La acción generó la reacción del Instituto Nacional de Antropología e Historia, que solicitó al alcalde Francisco Esquivel una explicación formal por la intervención realizada sin autorización.
De acuerdo con información oficial, la edificación se localizaba en el cruce de las calles Morelos y Porfirio Díaz, en el centro del municipio, y formaba parte del patrimonio histórico, por lo que cualquier modificación o demolición requería la validación previa de autoridades federales.
Pese a ello, el inmueble fue derribado con maquinaria pesada, sin que se acreditara el cumplimiento de los procedimientos legales correspondientes, lo que podría derivar en sanciones administrativas e incluso penales.
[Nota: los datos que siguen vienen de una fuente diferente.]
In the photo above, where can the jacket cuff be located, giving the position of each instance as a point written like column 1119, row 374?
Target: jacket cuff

El INAH advirtió que este tipo de acciones vulnera la legislación vigente en materia de conservación del patrimonio cultural y adelantó que se analizarán las consecuencias legales del caso.
Por su parte, el alcalde justificó la demolición al señalar que en el predio se proyecta la construcción de un centro de servicios municipales, como parte de una estrategia de modernización urbana.
“La vamos a demoler para tener un avance, una modernización y también es algo muy importante para el crecimiento del municipio”, expresó el edil en un video difundido en redes sociales.
El caso abre un debate sobre los límites entre el desarrollo urbano y la protección del patrimonio histórico, así como sobre la responsabilidad de las autoridades municipales en el cumplimiento de la normatividad federal.